Credo che una riflessione vera nel merito non sia stata fatta, si parla di ‘educazione alla lettura’ come se fosse una scienza esatta. La verità, più agghiacciante, va più nella direzione di un largo deficit di attenzione da parte di molti, dell’analfabetismo funzionale (stimato tra il 30 e il 40% della popolazione) che impedisce di capire un libro, della paura di confrontare o confutare le proprie idee, nell’evitare la fatica. Allora ecco che quel 48% si avvicina pericolosamente a tutti quelli in grado di leggere un libro.
L’ebook non ha spostato nulla. È risultato un fenomeno residuale, usato davvero solo da lettori ‘forti’. Oltre il 50% degli e-reader a un anno dalla loro vendita ha ancora solo i 5 libri preinstallati di quando è stato regalato a ennesima conferma di quanto scrive Pennac in “Come un romanzo”: il verbo Leggere non si può coniugare all’imperativo.
Molti editori dicono chiaramente “Non mi conviene pubblicare ebook” e si vede come tutte le start up che puntano sull’editoria digitale abbiano in business plan i soldi degli autori e non quelli di ipotetici lettori a cui il libro digitale non interessa.

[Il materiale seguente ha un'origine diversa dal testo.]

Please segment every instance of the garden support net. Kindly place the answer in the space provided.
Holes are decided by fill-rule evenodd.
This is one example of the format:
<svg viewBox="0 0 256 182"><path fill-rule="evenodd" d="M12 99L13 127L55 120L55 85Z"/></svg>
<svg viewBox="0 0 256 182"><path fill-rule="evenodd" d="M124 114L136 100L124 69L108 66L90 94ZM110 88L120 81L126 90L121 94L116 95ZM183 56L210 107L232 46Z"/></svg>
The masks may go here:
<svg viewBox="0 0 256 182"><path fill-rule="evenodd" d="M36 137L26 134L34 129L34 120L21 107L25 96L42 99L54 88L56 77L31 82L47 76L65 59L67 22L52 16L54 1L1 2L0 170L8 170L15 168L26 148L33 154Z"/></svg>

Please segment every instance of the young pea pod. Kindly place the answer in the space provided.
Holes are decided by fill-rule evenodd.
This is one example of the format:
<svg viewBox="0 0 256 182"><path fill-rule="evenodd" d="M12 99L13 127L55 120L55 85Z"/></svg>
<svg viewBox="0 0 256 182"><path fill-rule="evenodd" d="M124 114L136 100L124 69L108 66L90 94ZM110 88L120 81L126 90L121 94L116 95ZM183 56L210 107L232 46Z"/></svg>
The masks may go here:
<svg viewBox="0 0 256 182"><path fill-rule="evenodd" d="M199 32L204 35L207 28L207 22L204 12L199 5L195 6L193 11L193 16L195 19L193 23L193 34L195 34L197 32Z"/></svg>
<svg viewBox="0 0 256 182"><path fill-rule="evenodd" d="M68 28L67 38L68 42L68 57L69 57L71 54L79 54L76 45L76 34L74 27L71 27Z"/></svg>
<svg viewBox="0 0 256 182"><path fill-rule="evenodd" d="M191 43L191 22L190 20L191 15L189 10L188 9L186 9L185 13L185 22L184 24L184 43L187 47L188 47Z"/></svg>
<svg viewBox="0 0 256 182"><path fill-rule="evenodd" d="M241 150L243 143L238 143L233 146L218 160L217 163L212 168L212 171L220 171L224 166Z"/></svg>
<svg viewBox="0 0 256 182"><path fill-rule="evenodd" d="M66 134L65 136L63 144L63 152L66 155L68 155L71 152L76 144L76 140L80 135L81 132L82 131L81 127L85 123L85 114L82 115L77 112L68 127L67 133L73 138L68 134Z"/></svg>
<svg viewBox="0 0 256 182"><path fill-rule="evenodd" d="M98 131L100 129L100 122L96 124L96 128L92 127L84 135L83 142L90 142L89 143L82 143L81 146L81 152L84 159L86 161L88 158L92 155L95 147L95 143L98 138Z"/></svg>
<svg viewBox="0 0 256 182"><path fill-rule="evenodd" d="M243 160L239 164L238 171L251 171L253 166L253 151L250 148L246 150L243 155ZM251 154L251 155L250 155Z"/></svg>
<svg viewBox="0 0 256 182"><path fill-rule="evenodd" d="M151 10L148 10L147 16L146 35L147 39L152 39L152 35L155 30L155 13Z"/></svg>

Questo elemento mi pare interessante: ci sono tante persone che scrivono e desiderano pubblicare perché oggi la tecnologia consente di passare in un amen dal manoscritto al libro, anche cartaceo se lo vuoi. Il fenomeno è lo stesso che ha trasformato molti in ‘fotografi’ grazie alla fotografia digitale, folle in ‘video maker’ grazie a telecamere, Youtube e Windows Live Video Maker. Però, come per le foto e i video, l’autopubblicazione sommerge di quantità e spesso squalifica (o rende invisibile) chi nel magma qualcosa di interessante prova a indirizzare ai lettori.

Forse occorrerebbe ripartire anche dalla campagna  #ioleggoperchè  uscire dal circolo di quelli che leggono già per arrivare magari a situazioni in cui ogni ‘lettore’ adotta un ‘non lettore’ portandolo dentro i suoi mondi, anche quelli fisici come le librerie, le biblioteche, le presentazioni. Ovviamente vale anche il viceversa con la possibilità che il non lettore convinca il lettore a fare altro. Credo che entrambe le parti ne avrebbero giovamento e qualcosa di comunque nuovo si muoverebbe.

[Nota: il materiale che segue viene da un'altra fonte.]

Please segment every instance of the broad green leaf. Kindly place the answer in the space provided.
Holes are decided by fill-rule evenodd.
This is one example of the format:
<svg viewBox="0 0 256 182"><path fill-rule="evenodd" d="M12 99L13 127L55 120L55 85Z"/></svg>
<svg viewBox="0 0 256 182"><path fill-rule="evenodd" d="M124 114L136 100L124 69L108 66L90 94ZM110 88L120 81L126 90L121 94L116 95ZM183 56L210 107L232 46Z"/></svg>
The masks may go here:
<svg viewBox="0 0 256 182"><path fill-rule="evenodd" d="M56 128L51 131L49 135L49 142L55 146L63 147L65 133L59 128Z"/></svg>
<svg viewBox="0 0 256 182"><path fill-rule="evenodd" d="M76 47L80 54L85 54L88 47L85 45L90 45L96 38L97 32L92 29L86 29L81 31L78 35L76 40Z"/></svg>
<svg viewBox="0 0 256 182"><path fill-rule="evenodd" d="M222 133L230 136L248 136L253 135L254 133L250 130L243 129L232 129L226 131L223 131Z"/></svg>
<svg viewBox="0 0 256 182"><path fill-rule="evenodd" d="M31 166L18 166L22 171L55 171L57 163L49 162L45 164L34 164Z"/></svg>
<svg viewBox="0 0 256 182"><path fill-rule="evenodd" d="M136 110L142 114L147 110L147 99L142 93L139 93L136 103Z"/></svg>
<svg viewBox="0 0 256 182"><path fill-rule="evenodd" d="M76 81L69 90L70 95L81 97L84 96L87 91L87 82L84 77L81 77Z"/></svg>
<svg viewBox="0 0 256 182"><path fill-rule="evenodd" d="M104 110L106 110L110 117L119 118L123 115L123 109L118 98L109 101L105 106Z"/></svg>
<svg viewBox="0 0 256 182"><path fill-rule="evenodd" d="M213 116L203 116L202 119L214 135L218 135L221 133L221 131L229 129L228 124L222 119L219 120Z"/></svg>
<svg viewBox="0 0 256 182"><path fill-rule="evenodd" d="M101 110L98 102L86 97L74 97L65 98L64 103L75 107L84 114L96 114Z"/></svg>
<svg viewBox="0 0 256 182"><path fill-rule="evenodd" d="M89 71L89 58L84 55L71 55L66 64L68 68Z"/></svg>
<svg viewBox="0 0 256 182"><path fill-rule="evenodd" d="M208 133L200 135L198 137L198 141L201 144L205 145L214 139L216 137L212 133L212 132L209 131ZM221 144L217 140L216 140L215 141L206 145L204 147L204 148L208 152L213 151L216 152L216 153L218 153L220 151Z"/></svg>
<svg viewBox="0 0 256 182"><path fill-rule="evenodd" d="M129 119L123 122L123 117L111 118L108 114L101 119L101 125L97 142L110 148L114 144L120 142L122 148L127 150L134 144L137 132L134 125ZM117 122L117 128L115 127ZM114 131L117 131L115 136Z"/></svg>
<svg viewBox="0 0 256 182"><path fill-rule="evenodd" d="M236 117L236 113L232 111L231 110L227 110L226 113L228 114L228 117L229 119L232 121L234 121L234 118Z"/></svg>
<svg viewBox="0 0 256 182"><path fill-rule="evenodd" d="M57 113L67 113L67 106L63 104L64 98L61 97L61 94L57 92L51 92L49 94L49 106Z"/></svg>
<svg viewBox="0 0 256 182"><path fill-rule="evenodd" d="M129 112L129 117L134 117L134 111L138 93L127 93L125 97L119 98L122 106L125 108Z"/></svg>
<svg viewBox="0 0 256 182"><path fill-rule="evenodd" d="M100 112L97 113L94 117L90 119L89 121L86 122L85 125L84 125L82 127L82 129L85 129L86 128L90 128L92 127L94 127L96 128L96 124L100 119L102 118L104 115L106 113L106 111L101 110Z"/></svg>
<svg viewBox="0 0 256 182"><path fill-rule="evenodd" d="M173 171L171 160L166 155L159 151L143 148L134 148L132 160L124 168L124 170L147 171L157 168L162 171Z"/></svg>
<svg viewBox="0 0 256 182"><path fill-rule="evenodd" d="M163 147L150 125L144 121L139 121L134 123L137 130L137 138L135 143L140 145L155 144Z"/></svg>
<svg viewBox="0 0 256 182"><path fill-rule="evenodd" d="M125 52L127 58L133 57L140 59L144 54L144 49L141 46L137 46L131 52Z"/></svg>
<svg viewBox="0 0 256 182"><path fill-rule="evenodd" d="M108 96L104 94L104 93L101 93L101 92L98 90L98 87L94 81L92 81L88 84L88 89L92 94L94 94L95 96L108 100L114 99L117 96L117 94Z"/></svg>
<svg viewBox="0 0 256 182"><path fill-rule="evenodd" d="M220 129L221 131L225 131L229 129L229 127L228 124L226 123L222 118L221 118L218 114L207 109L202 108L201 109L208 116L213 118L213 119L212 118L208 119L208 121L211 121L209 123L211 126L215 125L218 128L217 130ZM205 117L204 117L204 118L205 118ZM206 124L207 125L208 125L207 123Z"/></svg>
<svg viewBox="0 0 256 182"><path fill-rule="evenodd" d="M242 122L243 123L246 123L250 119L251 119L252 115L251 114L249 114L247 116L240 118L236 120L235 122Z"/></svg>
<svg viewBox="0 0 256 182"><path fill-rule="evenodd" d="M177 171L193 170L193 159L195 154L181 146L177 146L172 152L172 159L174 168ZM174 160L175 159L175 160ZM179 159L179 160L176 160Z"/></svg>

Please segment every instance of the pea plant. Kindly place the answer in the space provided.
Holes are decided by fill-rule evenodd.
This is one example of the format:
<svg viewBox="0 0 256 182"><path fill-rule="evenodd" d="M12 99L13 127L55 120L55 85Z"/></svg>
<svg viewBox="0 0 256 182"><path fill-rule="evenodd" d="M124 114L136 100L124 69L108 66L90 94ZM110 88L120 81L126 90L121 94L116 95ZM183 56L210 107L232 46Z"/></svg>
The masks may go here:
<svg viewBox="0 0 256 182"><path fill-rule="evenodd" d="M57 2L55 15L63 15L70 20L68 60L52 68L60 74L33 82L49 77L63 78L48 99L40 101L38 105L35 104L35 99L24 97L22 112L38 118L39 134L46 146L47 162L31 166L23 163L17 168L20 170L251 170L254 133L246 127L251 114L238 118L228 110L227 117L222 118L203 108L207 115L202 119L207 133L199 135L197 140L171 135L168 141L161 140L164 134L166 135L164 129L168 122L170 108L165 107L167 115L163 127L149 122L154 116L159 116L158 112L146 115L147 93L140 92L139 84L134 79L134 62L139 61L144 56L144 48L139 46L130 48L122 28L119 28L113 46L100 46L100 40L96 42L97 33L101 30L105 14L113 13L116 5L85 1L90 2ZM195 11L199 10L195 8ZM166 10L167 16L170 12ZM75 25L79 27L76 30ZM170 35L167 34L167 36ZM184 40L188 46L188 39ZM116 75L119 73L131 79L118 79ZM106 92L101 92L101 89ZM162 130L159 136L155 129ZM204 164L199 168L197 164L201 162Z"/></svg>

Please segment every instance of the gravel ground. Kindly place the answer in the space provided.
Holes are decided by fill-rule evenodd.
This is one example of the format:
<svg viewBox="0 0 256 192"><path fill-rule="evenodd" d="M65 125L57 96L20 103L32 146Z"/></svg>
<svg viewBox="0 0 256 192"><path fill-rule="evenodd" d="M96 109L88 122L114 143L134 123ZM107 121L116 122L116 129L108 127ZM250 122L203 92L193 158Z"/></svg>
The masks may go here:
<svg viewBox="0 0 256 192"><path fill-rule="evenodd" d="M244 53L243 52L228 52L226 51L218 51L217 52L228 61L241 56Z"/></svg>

Perché se il libro come oggetto è intramontabile, cambia il rapporto che si ha con lui. 
Ad esempio, nel mio piccolo ho notato come negli ultimi anni sia molto diversa la modalità di confronto e incontro con i libri. Da un po’ faccio un numero sorprendente di presentazioni in case private, in ristoranti, in associazioni, gruppi di lettura, presso studi di psicologi, asili nido, piazzette dei centri storici. Poche le librerie dove pare sia difficilel 'socializzare' e che per prime puntano a organizzare gli eventi fuori dalle loro mura, il orari e contesti a loro nuovi. 
Ma di questo vi racconto meglio la prossima volta.